Joel Ward certainly hopes so. Ward was one of the veterans who inhabited Hunter's doghouse near the end of the regular season and he's anxious to get a second chance under Oates, who helped take the New Jersey Devils to the Stanley Cup Finals last season.
"Honestly, you like to score and put up a lot of goals, but you need to play defensively and we were headed in that direction under Dale," Ward said. "If we can continue that path and use the offensive talent we have we can be successful.
"You can see the succes the Devils had by playing good defensively and getting timely goals."

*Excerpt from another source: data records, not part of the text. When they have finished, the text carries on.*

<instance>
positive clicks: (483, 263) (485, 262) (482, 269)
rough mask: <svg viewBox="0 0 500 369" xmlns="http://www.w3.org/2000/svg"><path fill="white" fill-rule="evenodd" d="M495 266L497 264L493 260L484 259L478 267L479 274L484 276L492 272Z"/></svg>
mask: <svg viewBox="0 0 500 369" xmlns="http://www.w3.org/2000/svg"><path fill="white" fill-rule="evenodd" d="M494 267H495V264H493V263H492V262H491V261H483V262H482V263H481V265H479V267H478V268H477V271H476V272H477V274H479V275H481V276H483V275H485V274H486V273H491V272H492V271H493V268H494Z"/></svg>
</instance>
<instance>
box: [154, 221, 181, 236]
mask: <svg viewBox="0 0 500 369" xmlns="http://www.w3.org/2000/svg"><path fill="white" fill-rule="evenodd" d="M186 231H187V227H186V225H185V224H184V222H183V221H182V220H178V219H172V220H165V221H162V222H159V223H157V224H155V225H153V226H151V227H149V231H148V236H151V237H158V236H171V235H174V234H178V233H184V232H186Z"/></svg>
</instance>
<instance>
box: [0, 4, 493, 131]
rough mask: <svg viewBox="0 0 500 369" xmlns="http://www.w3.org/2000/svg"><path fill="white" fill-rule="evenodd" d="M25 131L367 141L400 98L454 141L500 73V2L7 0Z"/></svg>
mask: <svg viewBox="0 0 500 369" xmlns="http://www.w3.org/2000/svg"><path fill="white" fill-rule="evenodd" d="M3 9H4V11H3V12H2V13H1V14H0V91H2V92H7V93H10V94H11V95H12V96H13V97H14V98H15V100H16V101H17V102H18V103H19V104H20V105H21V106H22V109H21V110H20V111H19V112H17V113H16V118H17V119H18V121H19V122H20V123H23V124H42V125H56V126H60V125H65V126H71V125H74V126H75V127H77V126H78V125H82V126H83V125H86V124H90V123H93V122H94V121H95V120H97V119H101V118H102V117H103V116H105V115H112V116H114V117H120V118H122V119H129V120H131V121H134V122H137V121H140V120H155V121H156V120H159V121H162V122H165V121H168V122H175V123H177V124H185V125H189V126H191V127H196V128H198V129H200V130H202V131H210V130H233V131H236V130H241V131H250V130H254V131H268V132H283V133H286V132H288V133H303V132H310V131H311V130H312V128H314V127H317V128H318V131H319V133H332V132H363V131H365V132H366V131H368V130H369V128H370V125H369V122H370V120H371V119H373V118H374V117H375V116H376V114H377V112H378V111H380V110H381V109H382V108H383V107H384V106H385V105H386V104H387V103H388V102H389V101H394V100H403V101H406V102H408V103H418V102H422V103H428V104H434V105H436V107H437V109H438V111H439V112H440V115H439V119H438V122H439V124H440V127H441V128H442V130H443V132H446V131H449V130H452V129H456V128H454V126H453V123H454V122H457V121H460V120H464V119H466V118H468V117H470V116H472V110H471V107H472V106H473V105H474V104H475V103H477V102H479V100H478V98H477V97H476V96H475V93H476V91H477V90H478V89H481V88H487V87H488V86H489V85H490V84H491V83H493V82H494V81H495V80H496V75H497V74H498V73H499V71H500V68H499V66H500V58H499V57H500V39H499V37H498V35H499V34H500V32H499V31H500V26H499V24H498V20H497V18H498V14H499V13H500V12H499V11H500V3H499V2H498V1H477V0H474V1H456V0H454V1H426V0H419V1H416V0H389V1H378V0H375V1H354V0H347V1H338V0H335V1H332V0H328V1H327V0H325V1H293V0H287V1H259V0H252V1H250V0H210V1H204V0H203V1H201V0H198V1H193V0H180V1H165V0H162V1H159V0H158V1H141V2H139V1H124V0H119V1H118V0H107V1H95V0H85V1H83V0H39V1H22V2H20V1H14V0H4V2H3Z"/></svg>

Oates will be remembered by Capitals fans as one of the best playmakers ever to wear a Caps jersey. But Kolzig pointed out there were nuances to his game others never noticed.
"He'd be in the stick room getting guys to change the lie of their stick to receive a pass, or the curve of their stick to get off a better shot," Kolzig said. "Nine times out of 10 he was right."
Kolzig pointed out that as well as Oates played offensively, he was also on the Caps' No. 1 penalty kill and took crucial faceoffs late in games. He also noted he was in excellent shape and worked hard enough in the offseason to play 19 years in the league.
"But I think one thing people don't realize is how intense he was," Kolzig said. "He was always ready. He was always prepared. You could see back then he would be a great hockey coach. He was a great communicator. He could talk with anybody and everybody."
Ward said he's looking forward to getting to know Oates but stressed that his success ultimately will be judged on one thing.
"Wins," he said. "It's pretty simple. No matter who is coach, we need to win hockey games."